Eighth in the series is Wang Ping's Paradise, a series of poems and oral histories that chronical the effects of globalization on Chinese workers. An excerpt:

My Mountain Lotus,
Is this the paradise you've been seeking--
sweatshop, factory, restaurant, hair salon, house cleaning?
You wept in each letter: lonely, tired, broke, broke.
"Come home," I said, "better poor together than rich apart."
"Only fools like you plough the fields," you wrote back.
Then no words or money, only cousin's message:
"She rubs foreigners' feet in hotels
and hangs with fat old men.
Earrings, bracelets, hair like a bird nest . . .
Oh man she look shot, but not for you.
Hurry, claim your right as a man.
Enclosed is travel money.
Work on construction sites to pay me back."

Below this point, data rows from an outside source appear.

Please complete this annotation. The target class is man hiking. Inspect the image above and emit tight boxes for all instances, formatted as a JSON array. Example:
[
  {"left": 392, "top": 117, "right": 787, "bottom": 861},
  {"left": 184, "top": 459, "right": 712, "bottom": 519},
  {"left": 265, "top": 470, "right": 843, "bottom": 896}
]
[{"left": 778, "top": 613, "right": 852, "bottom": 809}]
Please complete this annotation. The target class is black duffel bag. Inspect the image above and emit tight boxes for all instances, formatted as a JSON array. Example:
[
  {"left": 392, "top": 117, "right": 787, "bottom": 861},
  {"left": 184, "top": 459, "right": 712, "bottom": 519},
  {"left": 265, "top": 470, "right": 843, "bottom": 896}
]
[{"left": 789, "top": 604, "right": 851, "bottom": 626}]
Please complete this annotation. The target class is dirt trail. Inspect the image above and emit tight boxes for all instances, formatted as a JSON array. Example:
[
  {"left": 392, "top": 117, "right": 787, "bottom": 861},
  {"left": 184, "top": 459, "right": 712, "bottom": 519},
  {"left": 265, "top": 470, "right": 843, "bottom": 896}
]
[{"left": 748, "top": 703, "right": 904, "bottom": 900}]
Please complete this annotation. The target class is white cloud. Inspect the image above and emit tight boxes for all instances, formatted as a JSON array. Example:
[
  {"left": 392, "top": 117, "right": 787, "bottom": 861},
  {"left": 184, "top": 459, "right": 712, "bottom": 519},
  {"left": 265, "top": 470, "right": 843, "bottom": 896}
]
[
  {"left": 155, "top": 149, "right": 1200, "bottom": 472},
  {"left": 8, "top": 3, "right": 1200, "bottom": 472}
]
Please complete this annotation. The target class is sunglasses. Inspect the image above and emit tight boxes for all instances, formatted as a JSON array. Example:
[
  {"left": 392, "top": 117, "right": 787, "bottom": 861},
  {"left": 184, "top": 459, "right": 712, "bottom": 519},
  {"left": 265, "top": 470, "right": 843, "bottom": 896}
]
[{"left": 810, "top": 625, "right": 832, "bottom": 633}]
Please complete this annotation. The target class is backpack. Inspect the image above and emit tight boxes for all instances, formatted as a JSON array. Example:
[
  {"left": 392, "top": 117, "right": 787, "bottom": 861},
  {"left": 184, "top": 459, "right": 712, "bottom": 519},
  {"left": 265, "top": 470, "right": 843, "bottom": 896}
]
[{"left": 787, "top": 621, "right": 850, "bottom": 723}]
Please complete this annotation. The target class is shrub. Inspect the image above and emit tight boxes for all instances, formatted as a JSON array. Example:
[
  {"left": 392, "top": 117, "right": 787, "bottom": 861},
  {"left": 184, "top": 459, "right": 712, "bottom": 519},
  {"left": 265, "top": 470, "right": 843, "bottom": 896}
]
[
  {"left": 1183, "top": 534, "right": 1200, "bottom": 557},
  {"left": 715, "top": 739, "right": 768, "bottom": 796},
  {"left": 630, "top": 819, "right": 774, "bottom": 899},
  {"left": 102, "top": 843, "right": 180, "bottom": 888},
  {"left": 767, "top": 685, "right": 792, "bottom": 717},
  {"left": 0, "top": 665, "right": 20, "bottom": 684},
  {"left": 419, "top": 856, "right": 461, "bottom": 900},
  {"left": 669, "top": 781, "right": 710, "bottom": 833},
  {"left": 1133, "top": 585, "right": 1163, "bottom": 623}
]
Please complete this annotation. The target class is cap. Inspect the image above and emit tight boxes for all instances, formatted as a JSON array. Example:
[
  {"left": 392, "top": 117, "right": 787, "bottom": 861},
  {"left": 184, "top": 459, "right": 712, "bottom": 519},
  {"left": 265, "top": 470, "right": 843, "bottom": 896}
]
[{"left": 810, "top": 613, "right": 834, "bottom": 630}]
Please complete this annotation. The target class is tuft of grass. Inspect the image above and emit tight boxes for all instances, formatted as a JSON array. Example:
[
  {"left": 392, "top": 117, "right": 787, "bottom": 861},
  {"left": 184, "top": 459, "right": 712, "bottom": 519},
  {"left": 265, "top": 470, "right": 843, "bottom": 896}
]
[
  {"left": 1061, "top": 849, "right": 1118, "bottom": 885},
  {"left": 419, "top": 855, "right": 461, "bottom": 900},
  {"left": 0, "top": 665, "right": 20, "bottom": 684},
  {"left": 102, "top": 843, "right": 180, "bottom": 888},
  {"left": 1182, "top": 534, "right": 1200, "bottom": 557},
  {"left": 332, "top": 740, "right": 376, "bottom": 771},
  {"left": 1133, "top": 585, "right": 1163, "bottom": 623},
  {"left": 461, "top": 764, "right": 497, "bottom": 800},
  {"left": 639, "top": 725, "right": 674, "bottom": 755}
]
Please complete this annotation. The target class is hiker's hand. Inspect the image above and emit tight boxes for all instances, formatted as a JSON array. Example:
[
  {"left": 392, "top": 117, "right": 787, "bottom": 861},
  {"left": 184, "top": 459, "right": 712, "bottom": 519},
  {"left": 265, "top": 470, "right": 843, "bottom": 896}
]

WANG PING was born in Shanghai and grew up on a small island in the East China Sea. After three years of farming in a mountain village, she attended Beijing University. In 1985 she left China to study in the U.S., earning her Ph.D. from New York University. She is the acclaimed author of the short story collection American Visa, the novel Foreign Devil, the poetry collection Of Flesh and Spirit, the cultural study Aching for Beauty: Footbinding in China, and most recently The Magic Whip, a second collection of poetry. Wang is also the editor and co-translator of the anthology New Generations: Poetry from China Today. She lives in St. Paul, Minnesota, and teaches at Macalester College.